Pearson, J.
This is a petition filed by Stefan Krocsko, an alien, for a writ of mandamus requiring the Honorable James J. Davis, Secretary of Labor of the United States through the Local Federal Examiner, William T. Shockley, Cleveland, Ohio, forthwith, to consider as a basis for issuing a [96]*96certificate of arrival other competent evidence tending to show the time, place, and manner of petitioner’s entry into the United States, than that which may be obtained from an investigation of immigration records only.
The allegations of the petition are: That relator resides in the city of Cleveland, Ohio, and has resided therein continuously for a period of 9 years, and in the United States of America continuously for over a period of 15 years; that he is thirty-six years of age, was born at Pstrina, Sariska, Czechoslovakia and emigrated from Bremen, Germany, to the United States, arriving at Baltimore on or about the 6th day of November, 1910; that his entry into, the United States of America was legal and that he complied with all immigration laws and regulations of the United States of America in effect at the time of his entry;' that he is a married man, the father of six children all American citizens by birth and that he has been continuously employed while residing in the United States; that he is desirous of becoming a citizen of the United States, and that on or about the 1st day of December, 1925, he duly made application for a certificate of arrival to the Honorable Secretary of Labor at Washington, D. C., through the said William T. Shockley, respondent herein, he being the proper person required by law for the issuance of said certificate; that said respondent informed him that he was unable to verify his record of landing at the port of entry and refused to issue a certificate of arrival; that in refusing to issue said certificate of arrival without considering other evidence than the failure óf the Department of Labor to locate his record of arrival as disclosed on the manifests of the arriving steamer, is contrary to law and against the just rights of relator and particularly the Act of Congress of June 29, 1906, pertaining to naturalization (being 34 Statute L, part 1, page 596), and the acts amendatory thereto, and will work a hardship to him as his 'declaration of.intention expires on the date hereof being the last day for which said declaration of intention may be issued for purposes of filing a petition for a certificate of naturalization; that further delay in obtaining a certificate of arrival would defeat relator’s desire ever to become a citizen of the United States, [97]*97jeopardize his position of employment, and likely cause him irreparable injury; that he is without remedy unless and until a writ of mandamus issue out of this court, requiring the said Secretary of Labor, respondent herein, to issue a certificate of arrival forthwith according to law; wherefore he prays the issuance of such writ.
The court, in this action, is asked for an interpretation of that portion of the Naturalization Act of June 29, 1906, which reads as follows:
“At the time of filing his petition there shall be filed with the clerk of court a certificate from the Department of Labor, if the petitioner arrived in the United States after the passage of this act, stating the date, place, and manner of his arrival in the United States.”
Can this section logically be so construed as to prevent the Department of Labor from legally issuing such a certificate where the time, place and manner of arrival as alleged by the petitioner cannot be verified at the port of entry by officials of the government?
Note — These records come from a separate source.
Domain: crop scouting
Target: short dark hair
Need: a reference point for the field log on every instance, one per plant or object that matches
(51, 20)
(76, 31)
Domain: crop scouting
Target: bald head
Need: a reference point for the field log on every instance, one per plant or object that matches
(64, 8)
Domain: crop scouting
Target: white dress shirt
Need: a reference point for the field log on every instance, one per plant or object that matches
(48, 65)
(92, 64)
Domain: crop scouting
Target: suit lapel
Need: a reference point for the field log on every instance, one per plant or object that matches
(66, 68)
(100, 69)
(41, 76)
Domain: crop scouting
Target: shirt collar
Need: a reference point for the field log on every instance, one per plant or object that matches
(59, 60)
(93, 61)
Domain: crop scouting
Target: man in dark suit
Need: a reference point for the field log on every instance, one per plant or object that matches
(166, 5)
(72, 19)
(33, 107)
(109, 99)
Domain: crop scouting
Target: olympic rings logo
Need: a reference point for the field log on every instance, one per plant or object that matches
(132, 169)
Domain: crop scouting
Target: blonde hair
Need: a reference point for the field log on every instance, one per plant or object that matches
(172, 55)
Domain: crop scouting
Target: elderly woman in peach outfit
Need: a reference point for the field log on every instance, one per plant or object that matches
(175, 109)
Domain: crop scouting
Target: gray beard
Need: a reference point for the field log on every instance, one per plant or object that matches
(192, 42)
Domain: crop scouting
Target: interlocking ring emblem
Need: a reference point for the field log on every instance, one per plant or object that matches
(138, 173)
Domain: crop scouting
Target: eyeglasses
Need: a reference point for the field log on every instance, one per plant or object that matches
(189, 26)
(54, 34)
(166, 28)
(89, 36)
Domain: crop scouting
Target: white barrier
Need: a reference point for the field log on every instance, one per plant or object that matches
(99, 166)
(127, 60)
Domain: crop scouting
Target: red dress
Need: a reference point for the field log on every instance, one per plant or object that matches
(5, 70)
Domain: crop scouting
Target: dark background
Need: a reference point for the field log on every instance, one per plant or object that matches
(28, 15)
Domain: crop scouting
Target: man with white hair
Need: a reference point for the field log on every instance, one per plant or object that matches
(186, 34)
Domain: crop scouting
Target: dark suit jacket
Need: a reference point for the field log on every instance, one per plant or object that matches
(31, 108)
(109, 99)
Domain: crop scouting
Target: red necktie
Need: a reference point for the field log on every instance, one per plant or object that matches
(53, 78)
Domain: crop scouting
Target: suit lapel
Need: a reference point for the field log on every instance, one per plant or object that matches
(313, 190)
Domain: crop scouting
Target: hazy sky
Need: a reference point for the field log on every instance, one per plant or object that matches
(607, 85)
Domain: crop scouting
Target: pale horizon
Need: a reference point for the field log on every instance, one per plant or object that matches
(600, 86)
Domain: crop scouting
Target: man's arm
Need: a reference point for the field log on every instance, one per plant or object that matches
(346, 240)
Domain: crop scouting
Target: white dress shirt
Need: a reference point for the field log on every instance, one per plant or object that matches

In other words, must the department in establishing proof of an immigrant’s arrival, so far as it may affect his naturalization, confine the evidence it will consider to the immigration records of the government? Ever since the enactment of the aforesaid Naturalization Act of 1906, the Secretary of Labor has answered this question in the negative and has freely and without discrimination issued certificates of arrival to applicants for citizenship even though their records of arrival could not be verified at the port of entry. Almost coincidental with the enactment of the last Quota Immigration Act by Congress, the former practise of the department was called into question and the Solicitor for the Department of Labor upon reference to him for an opinion, declared the practise as then observed contrary to law. In view of this decision, thousands of honest, law abiding aliens now residing in the United States, will be forever debarred from naturalization until some redress is obtained through the remote and uncertain channels of Congressional action. Since this question has been referred to the solicitor for an opinion, and since it has also been referred to the Committee of Immigration [98]*98and Naturalization of the House for legislative sanction, and since a member of this committee has already drafted a bill changing the wording of the statute to conform with the opinion of the solicitor, it cannot be denied that a judicial question, pure and simple, is at this time being presented to the court for an answer.
In the instance at bar the relator is forced to continue in a state of dual citizenship with his family, the greater part of which is made up of American citizens by birth. That Congress never intended such a cruel and artificial consequence of its Act is amply shown by facts gathered from a study of the legislative history of the law of 1906, and an examination of subsequent independent naturalization acts dealing with the family relationship. For instance prior to September 22, 1922, the wife of a naturalized citizen automatically became a citizen of the. United States through the naturalization of her husband, and even after the passage of the Independent Citizenship Act, the wife was granted certain privileges not accorded other petitioners for naturalization in order that she in the simplest and easiest possible manner, might assume the political equality of her husband.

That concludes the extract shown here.